Mendez v. Westminster
A landmark 1947 legal case that struck down racial and language-based educational segregation affecting Latine students in the U.S.
Head Start
A federally-funded early childhood education program established in the 1960s to decrease poverty by providing education, health, and nutrition services to low-income families.
Respeto
A Latine community value signifying respect, which aligns with early childhood education programs oriented toward education and connectedness.
Muxe
People in Oaxaca, Mexico, who are born male but do not conform to a binary gender identity, representing how gender diversity can be culturally affirmed.
Minority Stress Theory
A theory by Meyer (2003) stating that sexual and gender minoritized people experience chronic stress from distal and proximal stressors that harm mental and physical health.
Distal stressors
External minority stressors such as prejudice, discrimination, and violence.
Proximal stressors
Internal minority stressors such as expecting rejection, internalized stigma, and concealing one's identity.
Intersectionality
A framework for understanding how overlapping social and political identities (e.g., race, gender, sexuality) interact to create unique experiences of discrimination or privilege.
Latino immigrant paradox
A finding where Latino immigrants typically report lower rates of mood, anxiety, and substance disorders compared to Latinos born in the U.S.
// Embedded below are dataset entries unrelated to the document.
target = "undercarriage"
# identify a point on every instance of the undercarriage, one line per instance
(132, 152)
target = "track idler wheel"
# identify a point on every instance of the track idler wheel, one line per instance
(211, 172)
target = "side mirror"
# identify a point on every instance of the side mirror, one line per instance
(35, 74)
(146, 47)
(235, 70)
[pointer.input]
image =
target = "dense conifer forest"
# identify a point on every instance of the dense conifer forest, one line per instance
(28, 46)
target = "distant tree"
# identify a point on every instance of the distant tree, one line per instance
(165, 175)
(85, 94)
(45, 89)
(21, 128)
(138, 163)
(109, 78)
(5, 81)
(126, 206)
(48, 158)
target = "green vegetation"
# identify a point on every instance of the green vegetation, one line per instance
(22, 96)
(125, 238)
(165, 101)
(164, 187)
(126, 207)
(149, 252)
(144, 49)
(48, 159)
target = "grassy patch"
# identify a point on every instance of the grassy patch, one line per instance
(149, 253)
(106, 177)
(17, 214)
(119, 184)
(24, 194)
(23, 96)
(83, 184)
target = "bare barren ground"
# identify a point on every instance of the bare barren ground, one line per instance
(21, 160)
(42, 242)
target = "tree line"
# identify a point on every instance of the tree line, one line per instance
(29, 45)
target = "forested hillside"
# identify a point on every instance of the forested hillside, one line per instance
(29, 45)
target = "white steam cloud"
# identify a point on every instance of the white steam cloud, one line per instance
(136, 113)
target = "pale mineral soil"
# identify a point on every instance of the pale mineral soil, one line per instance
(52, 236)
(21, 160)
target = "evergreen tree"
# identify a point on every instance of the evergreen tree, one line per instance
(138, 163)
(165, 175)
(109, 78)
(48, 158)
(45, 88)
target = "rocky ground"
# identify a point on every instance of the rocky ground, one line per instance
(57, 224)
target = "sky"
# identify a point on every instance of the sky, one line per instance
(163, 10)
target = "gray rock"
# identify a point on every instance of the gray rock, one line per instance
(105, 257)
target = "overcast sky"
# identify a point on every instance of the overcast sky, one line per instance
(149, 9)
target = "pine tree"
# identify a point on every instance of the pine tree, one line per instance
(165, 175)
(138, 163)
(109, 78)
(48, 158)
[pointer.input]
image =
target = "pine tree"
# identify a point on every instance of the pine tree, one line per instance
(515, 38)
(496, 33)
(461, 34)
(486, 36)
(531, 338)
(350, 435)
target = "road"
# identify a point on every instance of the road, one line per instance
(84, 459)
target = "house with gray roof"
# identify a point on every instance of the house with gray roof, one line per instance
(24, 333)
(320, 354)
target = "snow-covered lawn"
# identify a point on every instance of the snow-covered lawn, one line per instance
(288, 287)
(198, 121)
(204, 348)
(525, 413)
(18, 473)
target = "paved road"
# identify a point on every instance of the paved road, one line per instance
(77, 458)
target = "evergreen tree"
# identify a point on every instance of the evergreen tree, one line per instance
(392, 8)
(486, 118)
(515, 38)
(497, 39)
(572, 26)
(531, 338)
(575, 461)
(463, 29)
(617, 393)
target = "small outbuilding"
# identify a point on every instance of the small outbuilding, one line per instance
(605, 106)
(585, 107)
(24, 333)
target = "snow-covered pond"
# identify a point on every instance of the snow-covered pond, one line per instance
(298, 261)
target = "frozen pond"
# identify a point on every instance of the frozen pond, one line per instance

Family Navigation Interventions
Programs that pair patients with a navigator to remove structural barriers and increase access to care through advocacy and instrumental support.
Psychosis
A cluster of symptoms involving disruptions to thoughts and perceptions resulting in a disconnection from reality.
Positive symptoms
Psychotic symptoms that include hallucinations and delusions.
Social Defeat Hypothesis
The theory that cumulative stress and social exclusion or "othering" increases mesolimbic dopamine activity, potentially contributing to psychosis.
Psychosis Literacy
The level of health knowledge regarding psychotic symptoms; it is often lower among Latine individuals with first-episode psychosis.
La Clave
A Spanish language program based on Social Cognitive Theory designed to increase psychosis literacy and help-seeking confidence.
Gaining Access and Treatment Equity (GATE) Model
A model used to identify perceived needs, internal barriers, structural barriers, and clinical/procedural barriers in mental health help-seeking.
Cultural competence
A therapist's ability to achieve cultural awareness, cultural knowledge, and cultural skills to effectively engage diverse clientele.
Cultural humility
A lifelong commitment to self-evaluation and redressing power imbalances in the patient-physician dynamic.
Cultural adaptations
The systematic modification of existing empirically-supported treatments to make them more culturally relevant while preserving core mechanisms of effectiveness.
Culturally centered interventions
The development of entirely new interventions that conceptualize symptoms and treatments from culturally relevant perspectives, such as incorporating idioms of distress.
Idioms of distress
Culturally specific ways of expressing psychological suffering or symptoms.